Madera was examined by an SIUH ophthalmologist on April 7, 2009, when he was diagnosed with narrow angles and a cataract and asked to return on April 14, apparently for LPI surgery. Contemporaneous record evidence shows that Arthur Kill medical personnel did not understand the instructions from SIUH until April 15. Madera was seen at SIUH one month later, on May 15. Dr. Ezekwe had not yet sought Madera's consent to LPI or requested approval for LPI from APS. At the May 15 appointment, the SIUH ophthalmologist indicated that Madera "need[ed] insurance authorization" for LPI and requested that Madera return in two weeks for surgery. The jury could draw the reasonable inference that the LPI would have gone forward on May 15 if Dr. Ezekwe had sought consent and approval for the operation.

Dr. Gomprecht became Madera's primary treating physician in May 2009. While the SIUH ophthalmologist had recommended that Madera return in two weeks for surgery, Dr. Gomprecht did not meet with Madera to get his consent until June 9, three weeks later. An appointment was scheduled for June 30, but the SIUH doctor was inexplicably absent. The SIUH notes reflect that the hospital requested that Madera return on July 7 for the surgery. DOCS records show that an Arthur Kill nurse called SIUH to schedule a new appointment on July 21, but offer no explanation for the three week delay in scheduling.

The right eye LPI finally went forward on September 1. Madera was not seen at SIUH for a follow up appointment until October 20, nearly two months after the operation and approximately three weeks after he filed his grievance. At the October 20 appointment, the ophthalmologist asked that Madera return for left eye LPI in one month. Madera complained about his vision to an Arthur Kill nurse on November 2. Dr. Gomprecht met with him the next day, ostensibly for the purpose of discussing his eyesight. She did not do so, however, and states that she was diverted by Madera's complaints about his footwear. Dr. Gomprecht characterizes her failure to discuss Madera's eyesight as an inadvertent oversight and describes the footwear issue as pressing, given Madera's diabetes. However, she apparently allowed Madera to continue wearing the same boots.

Dr. Gomprecht did not meet with Madera regarding his eyesight until November 24, 2009, when she got his consent and sought permission from APS to schedule the left eye LPI. She stated, in an affidavit prepared for summary judgment, that it would have been inappropriate to schedule Madera for left eye LPI within the time period suggested by SIUH given the cardiac issues that he was experiencing during this period. However, the extent to which the cardiac issues actually interfered with LPI scheduling presents a question of fact, given that LPI is not a particularly invasive procedure, that Dr. Gomprecht initially attempted to schedule the LPI in late November, just one week after she reviewed the cardiac recommendations of SIUH physicians, and that the SIUH ophthalmologist was ultimately able to perform LPI on Madera's left eye just one day after he underwent a cardiac angiogram.
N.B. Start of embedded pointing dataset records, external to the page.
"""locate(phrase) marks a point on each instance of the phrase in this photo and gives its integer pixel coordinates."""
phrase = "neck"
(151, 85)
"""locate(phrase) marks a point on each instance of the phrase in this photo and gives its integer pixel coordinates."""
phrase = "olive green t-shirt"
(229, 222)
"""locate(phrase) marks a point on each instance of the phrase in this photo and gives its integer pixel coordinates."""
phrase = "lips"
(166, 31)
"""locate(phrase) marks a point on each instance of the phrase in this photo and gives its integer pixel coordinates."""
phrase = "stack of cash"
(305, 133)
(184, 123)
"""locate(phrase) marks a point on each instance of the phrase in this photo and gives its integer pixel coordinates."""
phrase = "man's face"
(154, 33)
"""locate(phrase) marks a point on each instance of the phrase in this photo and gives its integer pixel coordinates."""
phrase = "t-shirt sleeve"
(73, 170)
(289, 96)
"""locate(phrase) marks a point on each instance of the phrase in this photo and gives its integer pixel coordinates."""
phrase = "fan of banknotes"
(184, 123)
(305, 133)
APS sought additional information from Dr. Gomprecht in connection with her November 24 request to schedule the LPI appointment. Because Dr. Gomprecht did not respond, APS denied her request on December 11. Dr. Gomprecht, who says that she did not have access to the DOCS computer system, was unaware that APS had sought additional information about the requested surgery and apparently did not inquire as to the status of her request. She states that she did not realize that the request had been denied until she reviewed Madera's chart on December 29. However, she also states in her affidavit that she reviewed Madera's chart on December 14, three days after the referral was denied.

At some point in early 2010, Madera's left eye LPI was scheduled. The operation was completed on March 23, 2010. On that date, the SIUH ophthalmologist recommended that a follow-up appointment and A-scans (in preparation for cataract removal) take place in two weeks. Dr. Gomprecht did not submit requests to schedule those appointments until April 27, 2010, more than a month later.
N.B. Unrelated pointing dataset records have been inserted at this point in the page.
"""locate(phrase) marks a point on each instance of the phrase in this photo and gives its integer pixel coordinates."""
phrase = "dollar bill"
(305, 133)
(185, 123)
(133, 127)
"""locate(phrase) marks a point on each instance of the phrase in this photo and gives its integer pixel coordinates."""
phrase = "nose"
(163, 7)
All told, approximately 15 months elapsed between the "urgent" appointment at SIUH that Dr. Ezekwe scheduled in late December 2008 and LPI surgery on Madera's left eye in March 2010. Another month elapsed before Dr. Gomprecht attempted to schedule the cataract removal surgeries that would ultimately address Madera's failing eyesight. This period—during which both doctors were aware that Madera was suffering from a significant loss of vision—was marked by a long series of delays. Some of those delays were attributable, at least in part, to scheduling difficulties, to the review process for outpatient referrals, and to the SIUH ophthalmologist's absence at Madera's June 30, 2009 LPI appointment. Other delays may have been caused by Madera's other medical issues, including diabetes and heart problems. Yet the repeated instances in which Dr. Ezekwe and Dr. Gomprecht did not follow up on missed appointments and failed to schedule new appointments within the time frames recommended by SIUH ophthalmologists, when viewed in context of the overall pattern of delays, would allow a reasonable jury to conclude that they were deliberately indifferent to Madera's loss of vision.

The record might well prompt a different conclusion. A reasonable jury could find that Dr. Ezekwe and Dr. Gomprecht provided Madera—a demanding patient presenting a host of serious health problems—with care that was more than adequate under the circumstances, and that the delays in addressing his eye problems stemmed not from indifference but from the challenges inherent to practicing medicine in the correctional environment. But on summary judgment, this Court views the record in the light most favorable to the plaintiff and draws all reasonable inferences in his favor, and is not permitted to choose which version of events that it finds most compelling. See, e.g., Hathaway, 841 F.2d at 50 (denying defendants' motion for summary judgment, but noting that the prisoner received "extensive medical attention" and "comprehensive, if not doting, health care").

b. Superintendent Breslin, Dr. Wright and Dr. Montalbano

The evidence on the record is insufficient to show that the remaining defendants—all of whom held supervisory roles—were deliberately indifferent. There is no supervisory liability for Section 1983 claims. See LaMagna v. Brown, 474 F. App'x 788, 789 (2d Cir. 2012). Instead, supervisors can only be held liable for "personal involvement [that] satisfies the elements of the constitutional tort.... [B]ecause the mens rea element of an Eighth Amendment violation is deliberate indifference, a supervisor—like any other defendant—can be held directly liable for deliberate indifference[.]" Turkmen v. Ashcroft, 915 F. Supp. 2d 314, 336 (E.D.N.Y. 2013) (Gleeson, J.); see also Ashcroft v. Iqbal, 556 U.S. 662, 676-677 (2009).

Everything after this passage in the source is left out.